Now there are many many problems:

  • cross-browser compatibility - to make the above function work in all browsers that matter at the moment you'd probably have to add 20 more lines of code
  • getting useful data
    • many pages are fixed-width, centered, so raw X and Y coordinates won't let you create visual overlay of clicks n the page
    • some pages have liquid-width elements, or use a combination of min- and max-height
    • users may use different font sizes
    • dynamic elements that appear on the page in response to user's actions
  • etc. etc.

When you have the tracking script worked out you only need to create a tool that takes raw server logs and turns them into shiny heatmaps :)



回答2:

Heatmap analytics turns out to be WAY more complicated than just capturing the cursor coordinates. Some websites are right-aligned, some are left-aligned, some are 100%-width, some are fixed-width-"centered"... A page element can be positioned absolutely or relatively, floated etc.

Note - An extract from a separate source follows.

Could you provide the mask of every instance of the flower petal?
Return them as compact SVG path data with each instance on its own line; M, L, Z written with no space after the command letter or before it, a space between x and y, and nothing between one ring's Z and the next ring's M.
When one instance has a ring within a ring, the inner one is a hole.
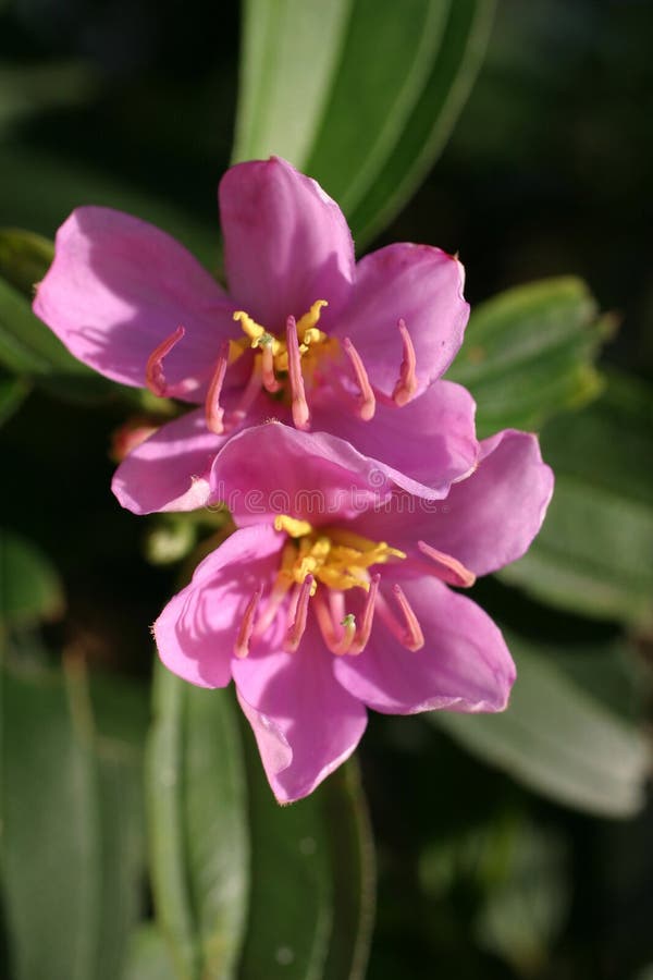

Oh, and there's also different screen resolutions and even multi-monitor configurations.

Here's how it works in HeatTest (I'm one of the founders, have to reveal that due to the rules):

  1. JavaScript handles the onClick event: document.onclick = function(e){ } (this will not work with <a> and <input> elements, have to hack your way around)
  2. Script records the XPath-address of the clicked element (since coordinates are not reliable, see above) in a form //body/div[3]/button[id=search] and the coordinates within the element.
  3. Script sends a JSONP request to the server (JSONP is used because of the cross-domain limitations in browsers)
  4. Server records this data into the database.

Now, the interesting part - the server.

  1. To calculate the heatmap the server launches a virtual instance of a browser in-memory (we use Chromium and IE9)
  2. Renders the page
  3. Takes a screenshot,
  4. Finds the elements' coordinates and then builds the heatmap.

It takes a lot of cpu-power and memory usage. A lot. So most of the heatmap-services including both us and CrazyEgg, have stacks of virtual machines and cloud servers for this task.



回答3:

Don't know the exact implementation details of how crazyegg does it, but the way I would do it is to store mouse events in an array which I'd send periodically over AJAX to the backend – e.g. the captured mouse events are collected and sent every 30 seconds to the server. This recudes the strain of creating a request for every event, but it also ensures that I will only lose 30 seconds of data at maximum. You can also add the sending to the unload event which increases the amount of data you get, but you wouldn't be dependent on it.

Some example on how I'd implement it (using jQuery as my vanilla JS skills are a bit rusty):

$(function() {

    var clicks = [];

    // Capture every click
    $().click(function(e) {
        clicks.push(e.pageX+','+e.pageY);
    });

    // Function to send clicks to server
    var sendClicks = function() {
        // Clicks will be in format 'x1,y1;x2,y2;x3,y3...'
        var clicksToSend = clicks.join(';');
        clicks = [];
        $.ajax({
            url: 'handler.php',
            type: 'POST',
            data: {
                clicks: clicksToSend
            }
        });
    }

    // Send clicks every 30 seconds and on page leave
    setInterval(sendClicks, 30000);
    $(window).unload(sendClicks);
});

Note that I haven't tested or tried this in any way but this should give you a general idea.



回答4:

I really don't see why do you think that is impossible to store all click points in one user session to the database?

Their moto is "See Where People Click" Once when you gather enough data it is fairly easy to make heat maps in batch processes.

People are really underestimating databases, indexing and sharding. The only hard thing here is to gather enough money for underlying architecture :)



回答5:

If you're just looking for interaction, you could replace your <input type="button"> with <input type="image">. These are automatically submitted with X,Y coordinates of where the user has clicked.

jQuery also has a good implementation of the mousemove even binding that can track the current mouse position. I don't know your desired end result, but you could setTimeOut(submitMousePosition, 1000) to send an ajax call with the mouse position every second or something like that.